Наконец, когда стали меркнуть лазурные дали, наши челноки подошли к узкой полосе земли, где с одной стороны вода неслась, а с другой почти стояла. Тут на разливе мы ставим наши манчуки, а когда к ним сядут утки, будем подъезжать к ним из-за кустов. Увы! В течение всего вечера никто к манчукам не подсел. Летят станицами, кричат, а не садятся. Ночь прошла скучно при скудном свете маленького костерка: топлива почти не было. Затем крайне неприятно выяснилось, что у нас почти нечего есть: мы рассчитывали найти продовольствие в деревне, а до нее не доехали. Решили сварить птицу, называемую будто бы факел. Владелец ее попробовал первый, выплюнул и сказал, что он ошибся: это не факел, а другое, много хуже. Суп из факела, впрочем, ели; он был так плох, что мы старались поскорей его позабыть, но напрасно. Утром даже лёт уток прекратился; проклятые манчуки болтались тремя нелепыми табунами. Этакая чепуха, как можно было поддаться на подобное издевательство? Я ничего не говорил, но настроение окислилось само собою. Почти в молчании мрачно начали мы собираться домой. Вдруг совсем близко и невысоко над нами пролетел гусь. Видны были не только прижатые к животу лапы его, но даже глаза, вытаращенные в диком изумлении. Он что-то бормотал, не торопился лететь и все-таки очутился вне выстрела, когда мы схватились за ружья. Вопрос о возвращении домой отпал мгновенно, даже без разговоров: если пролетел один гусь, может пролететь и другой, мало ли что еще может быть. День спали на припеке, шатались в челноках по разливу, уток видели мало, хотелось есть, вспоминался, к сожалению, факел. Вечером в один миг, как по команде, исчезли комары, носившиеся до того большими тучами. Ночь прошла, если не слишком весело, то очень оживленно. Мы бегали, прыгали, стараясь согреться. По туземному выражению—ночь была свежею, по моему мнению—ударил мороз: по краям разлива образовался ледок. Тимофей спал, как бревно, около скудного костерка, но наконец проняло и его. Он вдруг сел; затрясся всем огромным телом и дико вытаращил глаза на огонь. Я спросил его, случалось ли ему хворать.
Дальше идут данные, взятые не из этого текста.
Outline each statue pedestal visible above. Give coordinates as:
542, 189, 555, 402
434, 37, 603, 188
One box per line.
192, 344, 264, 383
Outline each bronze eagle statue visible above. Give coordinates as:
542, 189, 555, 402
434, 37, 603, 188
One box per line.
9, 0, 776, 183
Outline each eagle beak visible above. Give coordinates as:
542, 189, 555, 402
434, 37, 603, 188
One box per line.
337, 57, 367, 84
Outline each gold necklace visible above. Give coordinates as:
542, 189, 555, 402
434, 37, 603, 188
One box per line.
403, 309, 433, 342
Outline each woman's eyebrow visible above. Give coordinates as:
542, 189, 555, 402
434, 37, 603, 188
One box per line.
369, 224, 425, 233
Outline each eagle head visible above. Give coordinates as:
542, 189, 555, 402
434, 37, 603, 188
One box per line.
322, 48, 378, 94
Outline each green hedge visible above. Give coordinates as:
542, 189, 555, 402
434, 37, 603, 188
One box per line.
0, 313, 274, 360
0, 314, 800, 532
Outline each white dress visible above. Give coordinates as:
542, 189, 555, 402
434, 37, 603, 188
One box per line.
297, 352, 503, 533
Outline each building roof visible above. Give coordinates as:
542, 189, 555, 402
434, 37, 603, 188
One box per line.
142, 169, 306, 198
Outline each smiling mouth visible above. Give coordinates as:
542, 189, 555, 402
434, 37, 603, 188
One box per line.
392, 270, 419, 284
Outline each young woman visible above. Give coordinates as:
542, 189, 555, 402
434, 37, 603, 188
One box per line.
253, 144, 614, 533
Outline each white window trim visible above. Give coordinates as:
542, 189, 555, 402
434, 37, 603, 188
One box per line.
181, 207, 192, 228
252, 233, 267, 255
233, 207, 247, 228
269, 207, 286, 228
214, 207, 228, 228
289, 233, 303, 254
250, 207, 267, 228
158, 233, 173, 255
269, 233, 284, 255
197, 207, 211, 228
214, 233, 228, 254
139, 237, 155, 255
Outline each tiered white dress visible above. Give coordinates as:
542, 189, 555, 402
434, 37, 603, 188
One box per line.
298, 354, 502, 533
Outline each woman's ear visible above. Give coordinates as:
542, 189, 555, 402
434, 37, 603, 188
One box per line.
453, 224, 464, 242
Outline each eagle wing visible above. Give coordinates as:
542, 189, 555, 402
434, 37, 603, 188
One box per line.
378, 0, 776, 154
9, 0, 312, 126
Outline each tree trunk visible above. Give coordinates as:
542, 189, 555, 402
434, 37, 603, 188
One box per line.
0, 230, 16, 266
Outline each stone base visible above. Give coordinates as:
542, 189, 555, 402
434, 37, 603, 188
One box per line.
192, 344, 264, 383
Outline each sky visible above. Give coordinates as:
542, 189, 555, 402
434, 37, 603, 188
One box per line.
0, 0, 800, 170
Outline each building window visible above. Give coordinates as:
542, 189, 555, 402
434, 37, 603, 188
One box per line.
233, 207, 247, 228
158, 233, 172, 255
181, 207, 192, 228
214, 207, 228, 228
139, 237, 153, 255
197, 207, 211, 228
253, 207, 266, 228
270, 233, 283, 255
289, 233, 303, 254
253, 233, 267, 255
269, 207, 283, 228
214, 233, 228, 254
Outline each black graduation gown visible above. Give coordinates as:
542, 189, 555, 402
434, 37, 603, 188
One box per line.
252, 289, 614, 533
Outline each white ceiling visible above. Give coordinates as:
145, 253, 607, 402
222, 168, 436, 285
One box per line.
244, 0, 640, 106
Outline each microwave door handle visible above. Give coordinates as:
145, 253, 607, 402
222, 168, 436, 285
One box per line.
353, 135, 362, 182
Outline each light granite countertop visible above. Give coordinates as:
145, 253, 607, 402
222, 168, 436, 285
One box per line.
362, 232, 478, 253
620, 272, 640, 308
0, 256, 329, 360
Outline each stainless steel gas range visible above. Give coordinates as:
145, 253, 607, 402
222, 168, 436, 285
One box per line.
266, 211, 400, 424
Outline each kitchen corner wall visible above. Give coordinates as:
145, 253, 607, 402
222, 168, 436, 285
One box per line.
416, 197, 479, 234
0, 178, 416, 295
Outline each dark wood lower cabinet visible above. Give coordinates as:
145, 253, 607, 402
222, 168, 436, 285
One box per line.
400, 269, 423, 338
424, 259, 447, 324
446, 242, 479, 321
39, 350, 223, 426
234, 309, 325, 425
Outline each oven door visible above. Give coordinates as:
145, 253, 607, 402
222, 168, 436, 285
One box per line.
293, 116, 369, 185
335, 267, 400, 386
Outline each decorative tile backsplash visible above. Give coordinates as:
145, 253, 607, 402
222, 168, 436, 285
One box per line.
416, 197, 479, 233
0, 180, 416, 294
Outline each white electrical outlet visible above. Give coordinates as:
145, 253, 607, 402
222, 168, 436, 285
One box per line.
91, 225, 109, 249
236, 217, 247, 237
— Ну, как же, — отвечал он, — лет двенадцать назад живот болел, страсть, думал, живой не останусь.

— Что ж, объелся чем-нибудь, — даже злорадно расспрашивал я, — холера забрала?

— Зачем холера? Лошадь ударила.

Нет, мы решительно не могли понять друг друга.

Перед рассветом туман, окутавший все, вдруг разлетелся, и тут повалила утка.

Так сказал полудикий Тимофей, но другие выражения тут не годятся.

Утиные стаи откуда-то принеслись, наполнили воздух и воду. Плеск, свист и хлопанье крыльев, кряканье на все лады слышались всюду. Около манчуков кружились, плавали, неслись мимо, возвращались табуны уток.

В смутном свете утра я видел лишь множество уток, а какой они породы—да чорт же их разберет. Оказалось, однако, что их Тимофей разбирал отлично. Шилохвостей он называл тонкохвостыми, кряковых почему-то величал только в мужском роде: селезнями. Я проверял в бинокль и ругался: вот каменная дубина шестидесяти лет!